To examine cross-informant relations in outcome trajectories, we re-estimated the MLMs reported above as parallel-process multivariate models that paired teacher ratings with corresponding parent or youth ratings.⁸ As shown in Table 7, growth terms were mostly positively correlated across informants with negligible to medium effect sizes. In other words, when a teacher’s rating suggested a particular clinical pattern (e.g., high baseline severity, favorable treatment response), their parent and youth ratings tended to follow a similar pattern—with some variations by scale and informant. Specifically, parent- and teacher-reports showed agreement in their trajectories of TPA severity (intercept-intercept r = .46; slope-slope r = .41) and BFS externalizing problems over time (intercept-intercept r = .32; slope-slope r = .16). In contrast, youth-report was significantly correlated with teacher-report BFS internalizing problems over time (intercept-intercept r = .37; slope-slope r = .25), and for other measures at baseline only (intercept-intercept: BFS externalizing = .20, TPA severity = .21). All other cross-informant growth-term correlations were nonsignificant (rs = −.15 to .14). Critically, smaller correlations in growth terms across informants are consistent with the view that different informants offer different perspectives on youth problems and treatment response across settings and over time, supporting incremental utility of teacher report.

Table 7.

Cross-informant correlations between loglinear trajectories in parallel process models

	Parent intercept with teacher intercept	Parent slope with teacher slope	Youth intercept with teacher intercept	Youth slope with teacher slope
Main Analysis ^a
BFS Internalizing	.08	−.04	.37 ^***	.25 ^**
BFS Externalizing	.32 ^***	.16⁺	.20 ^*	.14
BFS Total Problems	.14	.02	.12	.08
TPA Mean Severity	.46 ^***	.41 ^***	.21 ^*	.01
Sensitivity Analysis ^b
BFS Internalizing	.04	−.15	.29 ^**	.13
BFS Externalizing	.38 ^***	.26 ^**	.18⁺	.08
BFS Total Problems	.20 ^*	.07	.06	.00
TPA Mean Severity	.83 ^***	.49 ^***	.32 ^***	.07

Open in a new tab

Note. Correlation coefficients are based on the standardized covariance matrix within the cross-informant multi-level models for each outcome variable. Significance p-values are based on two-tailed significance of the t-statistic with df = 108.

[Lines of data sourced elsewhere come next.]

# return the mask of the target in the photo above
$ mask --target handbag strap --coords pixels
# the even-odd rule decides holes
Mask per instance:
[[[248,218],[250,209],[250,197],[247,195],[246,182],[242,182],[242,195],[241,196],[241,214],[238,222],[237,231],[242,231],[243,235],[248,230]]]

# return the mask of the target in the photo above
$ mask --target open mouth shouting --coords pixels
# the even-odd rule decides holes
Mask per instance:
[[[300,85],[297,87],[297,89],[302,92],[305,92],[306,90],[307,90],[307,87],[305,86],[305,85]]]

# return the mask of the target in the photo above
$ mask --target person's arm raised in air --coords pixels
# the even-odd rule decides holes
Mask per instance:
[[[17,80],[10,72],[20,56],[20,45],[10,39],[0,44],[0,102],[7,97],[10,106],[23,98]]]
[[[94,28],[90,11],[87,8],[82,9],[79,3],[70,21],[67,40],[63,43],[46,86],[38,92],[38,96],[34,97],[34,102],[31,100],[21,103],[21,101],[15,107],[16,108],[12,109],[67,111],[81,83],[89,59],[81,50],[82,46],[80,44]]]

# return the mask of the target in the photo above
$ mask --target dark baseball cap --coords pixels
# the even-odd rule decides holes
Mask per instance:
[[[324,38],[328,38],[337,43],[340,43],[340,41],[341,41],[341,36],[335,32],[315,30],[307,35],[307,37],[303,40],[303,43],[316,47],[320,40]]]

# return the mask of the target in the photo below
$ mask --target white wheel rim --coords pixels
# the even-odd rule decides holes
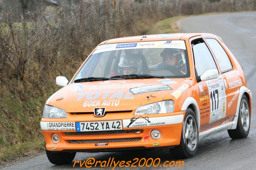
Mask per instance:
[[[243,128],[244,131],[247,132],[250,126],[250,112],[247,101],[244,99],[241,102],[240,116]]]
[[[185,142],[188,149],[194,151],[198,144],[198,128],[194,117],[189,115],[185,122],[183,133],[184,134]]]

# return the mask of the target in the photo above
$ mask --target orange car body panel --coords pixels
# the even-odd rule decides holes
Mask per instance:
[[[173,113],[148,115],[144,115],[144,116],[150,118],[183,115],[184,117],[185,110],[182,110],[182,107],[185,100],[189,97],[194,99],[198,104],[199,113],[196,113],[198,116],[198,117],[199,117],[200,119],[199,122],[200,123],[199,125],[199,132],[202,132],[233,121],[237,111],[237,105],[238,103],[238,97],[234,97],[236,95],[238,95],[237,93],[238,93],[238,88],[239,87],[231,88],[230,86],[232,85],[232,84],[229,83],[238,79],[240,81],[239,83],[242,83],[242,85],[239,86],[240,87],[242,86],[247,87],[245,76],[241,67],[234,57],[222,42],[222,40],[215,35],[209,34],[199,33],[178,34],[170,35],[173,35],[173,37],[163,38],[159,35],[155,35],[145,36],[146,38],[142,37],[141,36],[137,36],[116,38],[105,41],[100,44],[99,45],[103,44],[119,43],[168,40],[184,40],[185,42],[188,55],[190,76],[189,77],[185,78],[170,79],[177,82],[176,84],[168,85],[172,89],[172,90],[151,91],[135,95],[132,95],[131,93],[129,93],[129,90],[131,87],[152,85],[163,85],[163,83],[157,81],[161,79],[125,79],[91,81],[76,83],[69,83],[67,86],[56,93],[50,99],[48,100],[46,103],[46,105],[54,106],[65,111],[67,113],[68,118],[62,119],[43,118],[41,119],[41,121],[80,122],[129,119],[133,117],[138,116],[134,115],[135,110],[138,107],[166,100],[173,100],[174,101],[175,107]],[[227,92],[226,93],[226,103],[225,103],[225,107],[224,107],[226,110],[226,113],[224,118],[212,123],[209,123],[210,111],[209,107],[210,105],[210,99],[206,82],[204,81],[198,83],[195,74],[193,53],[190,44],[191,40],[196,37],[202,38],[210,37],[217,40],[228,54],[233,66],[232,70],[221,73],[220,69],[218,65],[217,65],[219,72],[220,73],[220,75],[222,76],[223,80],[226,80],[224,81],[227,81],[227,86],[225,87]],[[89,56],[93,53],[94,51]],[[212,52],[212,51],[211,51]],[[82,65],[83,65],[89,58],[89,57],[87,57]],[[217,63],[216,59],[215,57],[214,58]],[[82,66],[75,74],[75,76],[81,67]],[[238,71],[238,73],[237,73]],[[235,76],[233,76],[234,75]],[[75,77],[74,76],[71,80],[71,82],[72,82]],[[241,80],[240,81],[240,80]],[[80,87],[82,87],[83,91],[79,92],[75,91],[72,87],[74,84],[81,86]],[[187,87],[187,88],[182,93],[181,95],[176,99],[173,95],[172,95],[173,93],[184,84],[186,85],[185,86]],[[109,87],[111,87],[111,86],[116,86],[116,88],[110,87],[108,89],[108,86]],[[203,87],[203,89],[202,89],[201,87]],[[248,91],[250,91],[250,90]],[[150,100],[147,100],[147,97],[151,95],[156,96],[156,97],[151,97]],[[251,106],[251,97],[250,95],[248,96],[249,103]],[[63,99],[58,100],[60,98],[63,98]],[[106,107],[106,111],[114,112],[113,113],[107,114],[105,116],[101,117],[95,117],[93,114],[83,115],[73,114],[73,113],[81,112],[93,113],[94,108],[101,107],[103,103],[105,100],[110,100],[108,101],[109,105]],[[94,100],[95,101],[93,101]],[[99,101],[99,100],[101,101]],[[117,101],[117,100],[118,101]],[[87,103],[85,101],[87,101],[88,102]],[[91,101],[89,103],[88,103],[89,101]],[[105,102],[107,102],[107,101]],[[118,106],[116,106],[115,105],[117,103],[118,103]],[[83,107],[85,106],[84,105],[85,105],[86,106]],[[87,107],[86,105],[90,105],[91,107]],[[250,107],[251,108],[251,107]],[[121,113],[119,113],[119,111]],[[250,113],[251,113],[251,110]],[[46,148],[48,150],[61,151],[64,150],[134,147],[150,148],[153,147],[153,144],[156,143],[159,144],[159,146],[175,146],[179,145],[180,142],[182,125],[183,121],[179,123],[172,125],[130,127],[125,129],[125,130],[143,129],[143,131],[142,132],[137,134],[67,136],[65,134],[65,132],[76,132],[76,130],[42,130],[42,131],[45,140]],[[159,130],[162,133],[162,136],[159,139],[155,140],[150,136],[150,132],[155,129]],[[60,137],[60,142],[57,144],[54,143],[52,141],[51,136],[54,133],[56,134]],[[141,138],[141,139],[135,142],[113,142],[110,143],[107,146],[95,146],[94,143],[71,144],[67,142],[68,140],[95,140],[135,137],[140,137]],[[53,148],[54,148],[54,150],[52,149]]]

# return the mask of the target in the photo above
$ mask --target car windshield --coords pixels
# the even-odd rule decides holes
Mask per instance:
[[[183,40],[103,44],[97,47],[74,80],[142,78],[141,75],[153,76],[144,76],[147,78],[186,77],[189,76],[187,61]]]

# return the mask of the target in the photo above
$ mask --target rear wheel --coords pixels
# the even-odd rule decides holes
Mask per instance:
[[[45,148],[46,155],[49,161],[52,164],[57,165],[64,165],[71,163],[76,152],[52,152],[49,151]]]
[[[250,124],[250,108],[248,99],[244,95],[241,99],[238,118],[235,129],[228,130],[228,132],[232,139],[239,139],[247,137]]]
[[[196,120],[194,111],[188,108],[184,119],[180,144],[171,149],[174,158],[188,158],[195,156],[198,145],[198,126]]]

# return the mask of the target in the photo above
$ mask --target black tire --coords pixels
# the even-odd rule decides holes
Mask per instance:
[[[194,144],[192,145],[193,146],[193,148],[192,149],[191,148],[192,146],[188,146],[188,145],[191,145],[188,144],[189,142],[186,140],[185,137],[185,126],[188,126],[187,125],[185,125],[186,121],[189,122],[190,120],[194,120],[193,121],[194,121],[195,122],[195,123],[193,123],[193,125],[192,125],[193,127],[193,128],[191,129],[191,131],[194,133],[196,132],[196,134],[193,133],[193,136],[192,134],[191,135],[191,136],[194,136],[193,138],[196,140],[196,142],[194,142]],[[195,128],[196,128],[196,129],[194,129]],[[170,149],[171,154],[174,158],[177,159],[186,158],[191,158],[195,156],[198,145],[198,126],[196,121],[196,117],[195,113],[192,109],[188,108],[187,109],[184,118],[180,144],[179,145],[176,146],[175,148]],[[189,131],[189,132],[190,132],[190,131]],[[189,148],[190,148],[190,149],[189,149]]]
[[[242,115],[243,115],[243,117],[245,116],[245,111],[241,111],[241,108],[242,107],[242,104],[243,102],[246,102],[246,104],[248,107],[248,111],[248,111],[248,116],[246,116],[246,118],[248,117],[249,118],[249,125],[245,126],[246,127],[246,130],[244,128],[242,121],[241,119],[241,117]],[[246,96],[244,95],[242,96],[241,99],[241,102],[240,103],[240,106],[239,107],[239,113],[238,113],[238,118],[237,120],[237,124],[236,125],[236,128],[235,129],[228,130],[228,135],[232,139],[240,139],[241,138],[245,138],[247,137],[249,134],[249,132],[250,131],[250,127],[251,124],[251,119],[250,119],[250,106],[248,102],[248,99]],[[246,129],[248,128],[248,130]]]
[[[71,163],[76,152],[55,152],[49,151],[45,148],[46,155],[48,160],[52,164],[57,165],[65,165]]]

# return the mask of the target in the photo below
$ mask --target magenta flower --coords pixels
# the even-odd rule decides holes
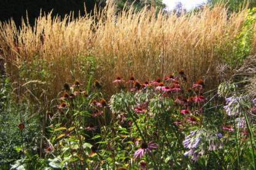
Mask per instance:
[[[146,110],[141,107],[136,107],[134,109],[134,111],[137,114],[144,114]]]
[[[232,128],[232,127],[231,127],[231,126],[223,126],[223,127],[222,127],[222,129],[223,129],[224,131],[229,131],[229,132],[233,132],[233,131],[235,131],[234,128]]]
[[[102,115],[103,114],[103,110],[101,110],[101,111],[95,110],[93,112],[93,114],[91,114],[91,116],[93,117],[97,117]]]
[[[187,121],[192,124],[196,124],[196,118],[193,117],[190,117],[187,118]]]
[[[162,90],[163,90],[163,91],[166,92],[166,93],[171,91],[171,89],[168,86],[164,87],[163,88]]]
[[[171,87],[171,91],[172,92],[179,92],[181,91],[180,86],[179,82],[176,82]]]
[[[190,111],[189,111],[188,109],[183,109],[180,110],[180,114],[182,115],[187,115],[189,114],[190,113]]]
[[[203,102],[206,100],[206,99],[203,96],[195,96],[193,98],[193,101],[195,102]]]
[[[122,80],[121,77],[117,77],[117,79],[115,79],[115,80],[113,81],[113,83],[120,83],[123,82],[123,80]]]
[[[89,124],[89,126],[85,128],[85,129],[88,131],[96,131],[96,127],[93,124]]]
[[[147,153],[151,153],[153,149],[157,148],[157,144],[153,142],[149,142],[147,144],[145,142],[143,142],[141,144],[141,148],[137,150],[133,156],[135,159],[138,158],[141,158],[145,154]]]

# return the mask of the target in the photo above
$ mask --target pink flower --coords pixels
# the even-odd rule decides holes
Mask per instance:
[[[252,109],[252,113],[254,114],[256,114],[256,107]]]
[[[123,80],[122,80],[121,77],[117,77],[117,79],[115,79],[115,80],[113,81],[113,83],[120,83],[123,82]]]
[[[141,158],[145,153],[151,153],[153,149],[157,148],[157,144],[153,142],[149,142],[147,144],[145,142],[143,142],[141,144],[141,148],[137,150],[133,156],[135,159],[138,158]]]
[[[174,122],[174,125],[176,126],[179,126],[182,124],[182,123],[180,120],[177,120]]]
[[[195,84],[193,84],[193,88],[199,88],[201,89],[204,87],[204,80],[203,80],[202,79],[199,79],[198,80],[196,81],[196,83]]]
[[[190,113],[190,111],[189,111],[188,109],[183,109],[180,110],[180,114],[182,115],[187,115],[189,114]]]
[[[195,102],[203,102],[206,99],[203,96],[195,96],[193,98],[193,101]]]
[[[171,87],[171,91],[173,92],[179,92],[181,91],[180,86],[179,84],[179,82],[176,82]]]
[[[152,85],[154,85],[154,86],[157,86],[157,85],[158,85],[159,83],[160,83],[160,82],[161,82],[161,79],[160,78],[158,78],[154,81],[150,82],[150,84]]]
[[[187,118],[187,121],[192,124],[196,124],[196,118],[193,117]]]
[[[162,82],[158,83],[157,87],[155,88],[156,90],[163,91],[165,88],[164,84]]]
[[[94,112],[93,114],[91,114],[91,116],[93,117],[97,117],[102,115],[103,114],[103,110],[101,110],[101,111],[96,110],[96,111]]]
[[[180,104],[180,105],[185,105],[187,102],[187,99],[182,99],[181,97],[178,97],[176,100],[175,102]]]
[[[229,132],[233,132],[233,131],[235,131],[235,129],[234,129],[234,128],[232,128],[231,126],[223,126],[223,128],[222,128],[222,129],[224,130],[224,131],[229,131]]]
[[[171,89],[169,87],[168,87],[168,86],[164,87],[163,88],[162,90],[163,91],[165,91],[165,92],[169,92],[169,91],[171,91]]]
[[[93,124],[90,123],[89,125],[85,128],[85,129],[88,131],[96,131],[96,127],[93,126]]]
[[[146,112],[146,110],[141,107],[136,107],[134,109],[134,111],[137,114],[144,114]]]

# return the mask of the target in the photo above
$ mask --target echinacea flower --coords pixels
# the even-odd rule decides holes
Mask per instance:
[[[96,131],[96,127],[93,125],[92,123],[90,123],[89,125],[85,128],[85,129],[88,131]]]
[[[80,86],[82,84],[77,80],[76,80],[75,83],[73,85],[73,87],[76,88],[79,88]]]
[[[63,88],[66,91],[70,91],[70,86],[68,83],[65,83],[63,85]]]
[[[173,82],[175,81],[177,77],[174,77],[173,74],[170,74],[169,76],[167,76],[165,78],[165,80]]]
[[[96,100],[93,100],[93,101],[90,102],[90,105],[91,106],[97,106],[97,103],[98,103],[98,102],[97,102]]]
[[[196,81],[196,83],[195,84],[193,84],[193,88],[199,88],[200,89],[203,88],[204,87],[204,80],[203,80],[203,79],[199,79],[198,80]]]
[[[87,91],[86,91],[85,90],[80,90],[79,91],[80,93],[82,94],[85,98],[87,98],[88,97],[88,94],[87,94]]]
[[[121,79],[121,77],[117,77],[117,79],[115,79],[115,80],[113,81],[113,83],[120,83],[123,82],[123,80]]]
[[[141,88],[141,85],[138,81],[135,81],[133,83],[133,87],[136,90],[139,90]]]
[[[145,87],[147,87],[149,85],[149,83],[148,82],[145,82],[145,83],[143,83],[143,85],[144,85]]]
[[[141,107],[136,107],[134,109],[135,112],[137,114],[144,114],[146,112],[145,109],[142,109]]]
[[[18,125],[18,127],[20,129],[20,130],[23,131],[24,129],[24,128],[25,128],[25,125],[24,124],[24,123],[20,123]]]
[[[182,98],[181,97],[178,97],[175,99],[175,102],[180,105],[185,105],[187,102],[187,99]]]
[[[252,111],[252,114],[256,114],[256,107],[252,108],[251,111]]]
[[[244,117],[237,118],[235,120],[236,123],[236,126],[239,128],[244,128],[246,127],[246,120]]]
[[[74,93],[71,93],[69,95],[69,99],[73,99],[76,98],[76,95]]]
[[[170,88],[171,91],[172,92],[179,92],[181,91],[181,88],[179,83],[174,83]]]
[[[164,86],[163,83],[160,82],[158,83],[157,87],[155,88],[155,90],[162,91],[164,88],[165,88],[165,86]]]
[[[187,81],[187,75],[185,74],[184,70],[182,69],[179,71],[179,74],[184,81]]]
[[[101,86],[101,85],[99,83],[99,82],[98,80],[96,80],[94,82],[93,86],[94,86],[96,88],[98,88],[98,89],[101,89],[101,88],[102,88],[102,86]]]
[[[206,99],[202,95],[195,96],[193,98],[193,101],[195,102],[203,102],[206,100]]]
[[[216,136],[219,139],[222,138],[223,137],[223,134],[220,133],[216,134]]]
[[[69,95],[68,93],[64,93],[63,96],[60,98],[59,99],[60,100],[64,100],[64,99],[68,99],[69,98]]]
[[[189,114],[190,113],[190,111],[188,110],[188,109],[183,109],[180,110],[180,114],[182,115],[187,115],[187,114]]]
[[[224,106],[223,108],[226,111],[227,114],[228,116],[236,116],[240,113],[240,107],[239,106],[239,100],[241,99],[238,97],[230,97],[226,98],[226,106]]]
[[[61,110],[63,109],[66,109],[68,107],[68,105],[66,104],[66,102],[61,102],[58,106],[58,108],[59,108],[59,109]]]
[[[99,103],[101,104],[101,106],[103,107],[106,107],[107,106],[107,101],[104,99],[101,99],[99,101]]]
[[[174,123],[174,125],[176,125],[176,126],[179,126],[182,124],[180,120],[175,121],[173,123]]]
[[[102,115],[103,115],[103,110],[99,111],[99,110],[95,110],[93,112],[93,114],[91,114],[91,116],[93,117],[97,117],[101,116]]]
[[[165,93],[168,93],[168,92],[171,91],[171,89],[169,87],[166,86],[162,88],[162,91]]]
[[[91,152],[89,153],[89,156],[91,157],[93,156],[95,154],[96,154],[98,152],[98,148],[96,145],[92,145],[91,147]]]
[[[141,168],[142,169],[146,169],[147,168],[147,162],[142,160],[140,163],[139,164],[141,165]]]
[[[75,96],[77,96],[80,95],[80,92],[79,91],[75,91],[73,93],[74,95],[75,95]]]
[[[189,117],[187,118],[187,121],[192,124],[196,124],[197,120],[193,117]]]
[[[227,131],[229,132],[233,132],[235,131],[235,129],[233,128],[232,128],[231,126],[224,126],[222,127],[222,129],[224,131]]]
[[[150,84],[153,86],[158,85],[158,83],[161,82],[161,79],[158,78],[157,80],[150,82]]]
[[[54,150],[54,147],[50,145],[48,147],[46,147],[44,149],[44,151],[46,153],[49,153],[52,152],[53,150]]]
[[[153,149],[157,148],[157,144],[153,142],[149,142],[147,144],[143,142],[141,144],[141,148],[137,150],[134,154],[134,157],[135,159],[138,158],[141,158],[147,153],[151,153]]]

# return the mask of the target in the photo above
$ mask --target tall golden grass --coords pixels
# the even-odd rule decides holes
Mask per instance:
[[[24,21],[17,28],[12,20],[1,23],[0,50],[12,68],[7,69],[11,77],[19,77],[11,65],[19,68],[37,56],[48,63],[54,75],[48,81],[56,94],[65,82],[87,80],[77,59],[93,56],[98,63],[96,79],[108,90],[117,75],[144,81],[181,69],[189,82],[203,78],[214,87],[216,68],[222,55],[231,55],[247,15],[243,10],[228,16],[223,6],[180,17],[157,14],[153,9],[138,13],[131,9],[116,15],[113,4],[95,13],[63,19],[41,15],[34,26]],[[71,70],[76,71],[71,75]]]

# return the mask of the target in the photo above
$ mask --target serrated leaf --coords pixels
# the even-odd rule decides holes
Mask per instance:
[[[65,127],[60,127],[56,129],[54,129],[54,131],[61,131],[61,130],[66,130],[67,128]]]
[[[93,145],[90,143],[84,143],[83,144],[83,148],[88,147],[91,148]]]

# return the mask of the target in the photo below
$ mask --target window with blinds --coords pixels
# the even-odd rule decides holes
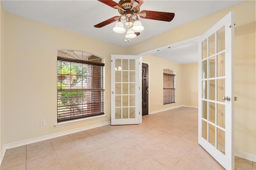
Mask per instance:
[[[58,122],[104,114],[104,63],[88,58],[57,57]]]
[[[164,105],[175,103],[175,75],[164,73]]]

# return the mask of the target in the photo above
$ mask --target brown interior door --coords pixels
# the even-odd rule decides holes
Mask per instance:
[[[142,63],[142,116],[148,115],[148,65]]]

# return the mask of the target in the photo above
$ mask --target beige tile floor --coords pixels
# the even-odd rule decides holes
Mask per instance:
[[[197,113],[182,107],[8,149],[1,170],[224,169],[197,143]],[[236,157],[235,166],[256,169]]]

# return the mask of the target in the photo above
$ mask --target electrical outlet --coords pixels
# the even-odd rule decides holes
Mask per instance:
[[[40,126],[44,126],[45,125],[45,119],[41,119],[40,120]]]

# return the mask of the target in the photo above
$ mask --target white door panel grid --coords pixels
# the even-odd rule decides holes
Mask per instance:
[[[198,42],[198,143],[226,169],[234,168],[233,18],[231,12]]]
[[[111,55],[111,125],[141,123],[138,55]]]

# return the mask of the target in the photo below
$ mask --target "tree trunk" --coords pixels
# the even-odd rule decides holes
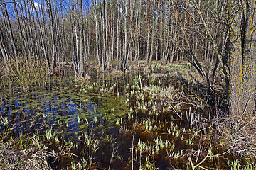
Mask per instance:
[[[255,110],[255,1],[251,0],[229,4],[232,12],[238,10],[233,16],[230,27],[233,47],[230,49],[230,115],[232,118],[240,118],[242,120],[250,118]]]

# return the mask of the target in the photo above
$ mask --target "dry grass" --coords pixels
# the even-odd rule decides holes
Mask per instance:
[[[35,144],[23,150],[16,149],[9,143],[0,146],[0,169],[52,169],[46,162],[50,154]]]

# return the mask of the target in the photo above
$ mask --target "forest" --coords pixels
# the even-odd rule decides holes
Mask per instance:
[[[1,169],[255,169],[255,0],[0,0]]]

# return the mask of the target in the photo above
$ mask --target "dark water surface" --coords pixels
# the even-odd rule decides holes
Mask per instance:
[[[68,81],[34,87],[29,93],[21,89],[0,89],[1,119],[8,121],[9,129],[16,135],[43,134],[49,129],[58,136],[74,139],[92,128],[112,133],[118,118],[129,110],[123,97],[85,92]],[[0,129],[4,130],[4,125]]]

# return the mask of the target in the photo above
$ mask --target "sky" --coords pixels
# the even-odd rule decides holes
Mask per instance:
[[[1,1],[1,0],[0,0],[0,2]],[[30,0],[26,1],[30,1]],[[43,4],[41,4],[41,0],[34,0],[33,1],[35,5],[35,7],[37,10],[38,10],[40,8],[46,8],[46,0],[42,0],[43,1]],[[60,1],[56,0],[57,2],[57,6],[58,6],[58,13],[60,13],[60,10],[62,10],[63,14],[65,14],[65,13],[66,13],[68,11],[69,8],[69,1],[70,0],[63,0],[63,8],[61,9],[60,8]],[[74,1],[75,2],[76,1]],[[14,10],[14,6],[13,6],[13,0],[6,0],[5,1],[6,4],[6,7],[7,7],[7,11],[9,15],[9,17],[11,19],[15,18],[16,16],[15,16],[15,12]],[[54,2],[54,0],[52,0],[52,2]],[[85,11],[90,8],[90,5],[91,5],[91,0],[82,0],[82,8],[83,8],[83,11],[84,13],[85,13]],[[17,6],[18,10],[18,6]],[[1,8],[0,8],[0,16],[2,16],[2,11],[1,11]]]

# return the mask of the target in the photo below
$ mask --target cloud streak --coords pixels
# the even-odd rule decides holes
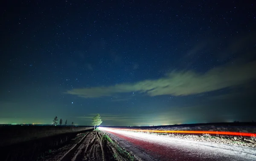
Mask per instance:
[[[173,71],[157,79],[106,87],[75,88],[66,93],[84,98],[100,98],[120,93],[137,92],[151,96],[187,96],[232,88],[256,78],[256,61],[243,64],[230,63],[206,73],[192,71]]]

Main analysis used all available measurements from weekly parent- (M = 18.2 occasions per person) and youth-report data (M=17.2 occasions) to examine cross-informant trajectory correlations with monthly teacher-report data (M = 5.4 occasions).

Sensitivity analysis is identical to main analysis but used simulated monthly measurements selected from the available parent- (M = 5.7 occasions) and youth-report data (M = 5.6 occasions) to more closely correspond to the monthly teacher-report data.

⁺

p ≤ .10,

p < .05,

^**

p < .01,

^***

p < .001

To summarize the longitudinal results, BFS-T and TPA-T scores showed significant reductions on most scales over time, providing evidence for sensitivity to change. Across informants, however, patterns of change, and correlations between trajectory parameters, were varied and inconsistent. Teachers showed more correspondence with youths on internalizing problems and with parents on externalizing and top problems. Sensitivity analyses (Table 7, bottom) showed that these cross-informant trajectory correlations were robust, remaining largely the same regardless of whether the teacher data was collected at a measurement schedule similar to that of the parent and youth data.⁹ Thus, each informant seems to offer different perspectives on youths’ problem severity at baseline and over treatment.

Discussion

We examined the psychometric properties two new teacher-report measures for repeated measurement of youth mental health concerns throughout treatment. Both tools, the Behavior and Feelings Survey (BFS) and the Top Problems Assessment (TPA), have been used by parent-report and youth-report in previous studies; this study was the first to extend these tools to a third informant, teachers (i.e., the BFS-T and TPA-T). Results supported the validity, reliability, and incremental utility of the BFS-T and TPA-T. Per all informants, the BFS scales (internalizing, externalizing, and total problems) showed good internal consistency, and the correlated two-factor structure fit the data well (with minor modifications, discussed below). The BFS-T and the TPA-T demonstrated convergent and discriminant validity via correlations with established teacher-rated scales (TRF), and modest correlations with corresponding parent- and teacher-rated scales (TPA/BFS). Sensitivity to change was seen in terms of statistically significant negative slopes in the trajectories for BFS-T internalizing, BFS-T total, and TPA-T severity. That is, youths’ scores on these scales declined throughout treatment. Further, the average patterns of baseline severity and longitudinal change seen by teacher-report were similar to those seen by parent- and youth-report. Overall, the TPA and BFS were able to detect baseline and longitudinal variations in key dimensions of youth mental health symptoms across all three informants.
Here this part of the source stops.